Laman

Minggu, 28 Oktober 2012

Suara Gaduh di Seberang Masjid

Bismillah,

Ku tulis kisah ini sebagai pengingat dan sebuah bahan renungan diri pribadi dan bagi para pembaca sekalian.

Sebuah pesan singkat (SMS) ku terima dari adik kelasku sewaktu SMK. Joko. Ya, namanya adalah Joko Firmansyah. Kami biasa memanggilnya dengan sebutan "Jho". Isi pesan singkat (SMS) itu adalah undangan untuk datang ke Masjid Uswatun Hasanah SMKN 13 Jakarta yang diterima oleh Joko dari adik kelas yang saat ini masih duduk di bangku kelas 3 jurusan akuntansi, SMKN 13 Jakarta. Hendra. Ya, namanya adalah Hendra Setiawan. Sederhananya, Joko mendapat pesan singkat (SMS) dari Hendra, lalu Joko mengundang kami (ISLAH 13) untuk dapat hadir ke Masjid Uswatun Hasanah malam itu; malam Sabtu (Jum'at, 26 Oktober 2012/10 Dzulhijjah 1433 H) dalam rangka menjaga hewan qurban sekaligus silaturahmi dengan adik-adik kelas.

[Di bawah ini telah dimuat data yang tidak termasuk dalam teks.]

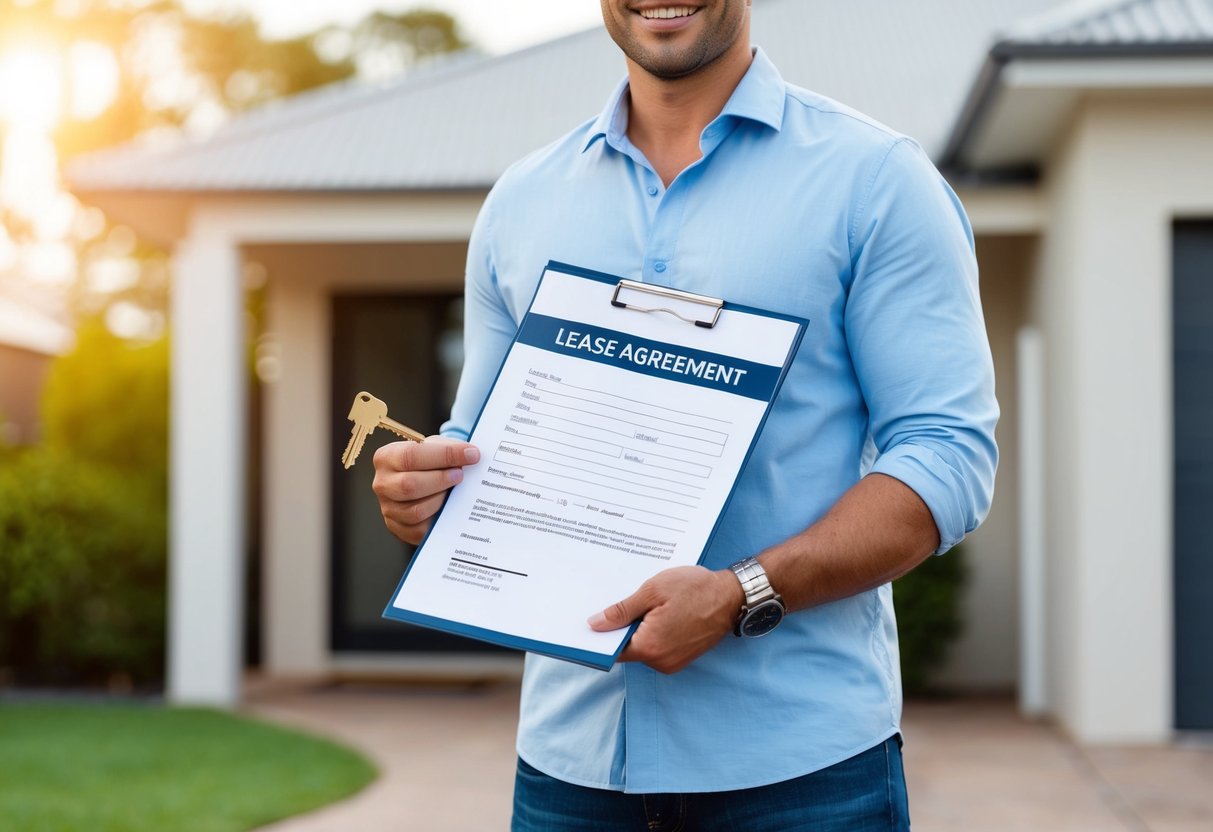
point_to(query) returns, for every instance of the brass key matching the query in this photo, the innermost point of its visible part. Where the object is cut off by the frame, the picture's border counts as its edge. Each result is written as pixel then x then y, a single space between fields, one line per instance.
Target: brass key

Malam itu sebenarnya aku sendiri masih bimbang. Apakah aku dapat ikut hadir atau tidak. Karena pada malam itu masih ada tugas kantor yang harus ku selesaikan dan harus segera dikirim ke atasanku via email malam itu juga. Tugas kantor itu adalah Laporan Rekap Absensi Karyawan All Store. Sebenarnya tidak terlalu menjadi masalah jika modemku masih bisa digunakan. Yang jadi masalah adalah paket internetanku sudah habis. Dan, uang untuk membeli pulsa modem tersebut juga tiris. Walhasil, terpaksa aku harus mengerjakan tugas kantor itu di warnet. Tadinya ku pikir akan ku kerjakan di warnet dekat rumah teman sekelasku sewaktu SMK. Mudiar. Ya, Mudiar namanya. Tapi, tidak jadi.

Ku kirim pesan singkat (SMS) pada temanku itu.

"Yar, ane tunggu di mushola Nana sekarang, thx"

Sebuah pesan singkat yang benar-benar singkat. Setelah ku kirim pesan tersebut pada Mudiar, ku parkir "Keboku" (sebutan untuk sepeda motor SkyWave ku) di gang yang berada di sebelah Mushola yang bernama Al-Ikhlas. Nama mushola tersebut adalah Mushola Al-Ikhlas yang berada di pingir jalan KH. Sya'dan jalur yang biasa dilewati oleh Mikrolet M. 09 A jurusan Slipi - Kebayoran. Tapi, kami biasa menyebut mushola itu dengan sebutan "Mushola Nana" karena teman kami yang bernama Nana tinggal di sebelah Mushola itu, dan ternyata pemilik/ pendiri Mushola tersebut adalah ayahanda teman kami itu (Nana).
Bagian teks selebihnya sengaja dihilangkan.